Gausen Anna, Guo Ce, Luk Wayne
Imperial College London, London, UK.
AI Ethics. 2025;5(2):1827-1845. doi: 10.1007/s43681-024-00527-1. Epub 2024 Jul 29.
The recommendation algorithms on social media platforms are hugely impactful, they shape information flow and human connection on an unprecedented scale. Despite growing criticism of the social impact of these algorithms, they are still opaque and transparency is an ongoing challenge. This paper has three contributions: (1) We introduce the concept of . This can be defined as transparency approaches that consider both the technical system, and how it interacts with users and the environment in which it is deployed. We propose sociotechnical approaches will improve the understanding of social media algorithms for policy-makers and the public. (2) We present an approach to sociotechnical transparency using agent-based modelling, which overcomes a number of challenges with existing approaches. This is a novel application of agent-based modelling to provide transparency into how the recommendation algorithm prioritises different curation signals for a topic. (3) This agent-based model has a novel implementation of a multi-objective recommendation algorithm that is calibrated and empirically validated with data collected from X, previously Twitter. We show that agent-based modelling can provide useful insights into how the recommendation algorithm prioritises different curation signals. We can begin to explore whether the priorities of the recommendation algorithm align with what platforms say it is doing and whether they align with what the public want.

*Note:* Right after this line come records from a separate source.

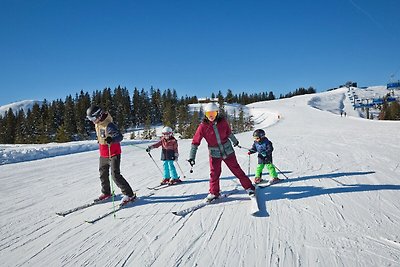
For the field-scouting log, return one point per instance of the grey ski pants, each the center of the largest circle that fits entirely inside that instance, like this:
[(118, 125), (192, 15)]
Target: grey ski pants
[(104, 168)]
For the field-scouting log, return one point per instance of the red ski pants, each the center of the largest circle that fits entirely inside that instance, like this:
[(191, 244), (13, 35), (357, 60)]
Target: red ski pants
[(233, 165)]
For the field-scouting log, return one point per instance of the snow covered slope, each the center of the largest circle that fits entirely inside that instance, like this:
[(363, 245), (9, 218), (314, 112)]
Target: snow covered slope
[(339, 207)]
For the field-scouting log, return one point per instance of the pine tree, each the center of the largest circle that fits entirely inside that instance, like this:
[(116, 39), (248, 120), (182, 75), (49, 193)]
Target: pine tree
[(20, 130), (62, 135)]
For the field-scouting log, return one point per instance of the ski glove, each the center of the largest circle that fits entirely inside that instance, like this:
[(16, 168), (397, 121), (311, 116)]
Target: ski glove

社交媒体平台上的推荐算法具有巨大影响力,它们以前所未有的规模塑造着信息流和人际关系。尽管对这些算法的社会影响的批评日益增多,但它们仍然不透明,透明度仍是一个持续存在的挑战。本文有三个贡献:(1)我们引入了 的概念。这可以定义为既考虑技术系统,又考虑其与用户以及其部署环境如何相互作用的透明度方法。我们提出社会技术方法将增进政策制定者和公众对社交媒体算法的理解。(2)我们提出一种使用基于代理的建模实现社会技术透明度的方法,该方法克服了现有方法的一些挑战。这是基于代理的建模的一种新颖应用,用于揭示推荐算法如何为某个主题对不同的策划信号进行优先级排序。(3)这个基于代理的模型对一种多目标推荐算法进行了新颖的实现,并使用从X(前身为推特)收集的数据进行了校准和实证验证。我们表明,基于代理的建模可以为推荐算法如何对不同的策划信号进行优先级排序提供有用的见解。我们可以开始探索推荐算法的优先级是否与平台所说的其正在做的事情一致,以及它们是否与公众的期望一致。